Transient transfection and luciferase
reporter assay
To determine promoter activity, MCF-7 cells were
seeded in 6-well plates. At 70–80% confluence, the cells were
cotransfected with pCMA-β-galactosidase plasmid along with
pGL2-MMP-WT, pGL2-MMP-9-mAP-1–2 or pGL2-MMP-9-mNF-κB. The
transfected cells were subsequently treated with ginsenoside Rg1
and stimulated with PMA. Following incubation for 2 h, the cells
were lysed and luciferase activity was measured using a luminometer
(Luminoscan Ascent; Thermo Electon Co., Germany).
Zymography assay
Zymography was performed as previously described
(23,24). Briefly, cells were incubated in
serum-free RPMI-1640 and the supernatants were collected after
incubation for 24 h. Conditioned media were collected, centrifuged
and electrophoresed at 4°C on 10% SDS-PAGE containing 1 mg/ml
gelatin. The gels were washed with 2.5% Triton X-100 and then
incubated at 37°C for 24 h in a buffer containing 5 mM
CaCl2, 50 mM Tris-HCl and 1 μM ZnCl2. The
gels were stained with 0.05%Coomassie Brilliant Blue R-250 for 30
min at room temperature. The gelatinolytic activity of MMP-9 was
observed as a white zone in a dark blue field.
Transfection of siRNA
Human breast cancer MCF-7 cells were obtained from
ATCC (Manassas, VA, USA) and seeded at 2×105 cells/ml in
6-well plates. The cell plates were grown to 50% confluency and
transfected with double-stranded siRNA for NF-κB p65 target
sequence: (sense, 5′-CUUCCAAGUUCCUAUAGAAdTdT-3′ and antisense,
3′-dTdTGAAGGUU CAAGGAUAUCUU-5′) or with a siRNA non-specific
control (Guangzhou RiboBio Co., Ltd., Guangzhou, China).
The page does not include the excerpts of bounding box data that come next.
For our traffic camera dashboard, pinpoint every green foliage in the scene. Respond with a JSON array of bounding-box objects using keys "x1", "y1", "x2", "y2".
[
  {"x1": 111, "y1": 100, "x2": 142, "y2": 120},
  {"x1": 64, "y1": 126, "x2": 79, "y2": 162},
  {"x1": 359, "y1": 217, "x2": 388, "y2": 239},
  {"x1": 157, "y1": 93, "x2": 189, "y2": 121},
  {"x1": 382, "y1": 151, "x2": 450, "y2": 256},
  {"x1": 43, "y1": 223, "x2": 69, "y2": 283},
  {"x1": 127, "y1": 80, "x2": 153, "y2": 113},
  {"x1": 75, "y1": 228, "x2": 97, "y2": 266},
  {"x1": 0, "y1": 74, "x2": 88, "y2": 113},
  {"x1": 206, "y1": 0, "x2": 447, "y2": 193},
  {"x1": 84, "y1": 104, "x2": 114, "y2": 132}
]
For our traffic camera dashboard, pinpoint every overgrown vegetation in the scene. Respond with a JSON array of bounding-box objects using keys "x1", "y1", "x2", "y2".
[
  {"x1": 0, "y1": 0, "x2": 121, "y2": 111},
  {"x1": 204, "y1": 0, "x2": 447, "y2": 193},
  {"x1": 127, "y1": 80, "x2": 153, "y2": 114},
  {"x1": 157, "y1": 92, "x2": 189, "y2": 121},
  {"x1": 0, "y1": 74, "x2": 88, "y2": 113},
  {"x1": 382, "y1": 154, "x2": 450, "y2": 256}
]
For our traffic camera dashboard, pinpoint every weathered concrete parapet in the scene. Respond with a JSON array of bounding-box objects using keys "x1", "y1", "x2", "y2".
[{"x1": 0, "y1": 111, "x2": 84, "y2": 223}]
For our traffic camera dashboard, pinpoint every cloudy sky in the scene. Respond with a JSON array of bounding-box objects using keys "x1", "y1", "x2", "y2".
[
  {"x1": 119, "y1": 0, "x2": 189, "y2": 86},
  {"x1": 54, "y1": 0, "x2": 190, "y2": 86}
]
Silencing
was confirmed by western blotting and EMSA.
Statistical analysis
Statistical analysis between groups was performed
using an unpaired Student’s t-test with SigmaPlot 10.0 software
(Jandel Scientific, San Rafael, CA, USA). Data are presented as
means ± SEM. P<0.05 was considered to indicate a statistically
significant result.
Results
Ginsenoside Rg1 inhibits cell invasion
and migration of MCF-7 cells
To observe the effect of ginsenoside Rg1 on cell
viability in MCF-7 cells, the cells were treated with increasing
concentrations of ginsenoside Rg1 (50–400 μM) for 48 h and then
assessed by SRB assay. Ginsenoside Rg1 had no effect on cell
viability up to a concentration of 400 μM. Thus, the non-cytotoxic
concentrations of ginsenoside Rg1, from 50 to 200 μM were used in
subsequent experiments (Fig.
1A).
To investigate the effects of ginsenoside Rg1 on
PMA-induced cell invasion and migration, Transwell and
wound-healing assays were performed. The cells were pretreated with
50 nM PMA for 24 h and then exposed to ginsenoside Rg1 (50–200 μM)
for 48 h. PMA significantly increased the invasion and migration of
MCF-7 cells as compared with PMA-untreated control cells, while
ginsenoside Rg1 reversed this effect (Fig. 1B and C). These results suggested
that ginsenoside Rg1 may constitute an effective inhibitor of the
invasion and migration in MCF-7 cells.
Ginsenoside Rg1 suppresses MMP-9
secretion by inhibiting its protein and mRNA expression
MMP-9 and MMP-2 are important ECM-degrading enzymes
that are involved in cancer invasion and metastasis (5–8).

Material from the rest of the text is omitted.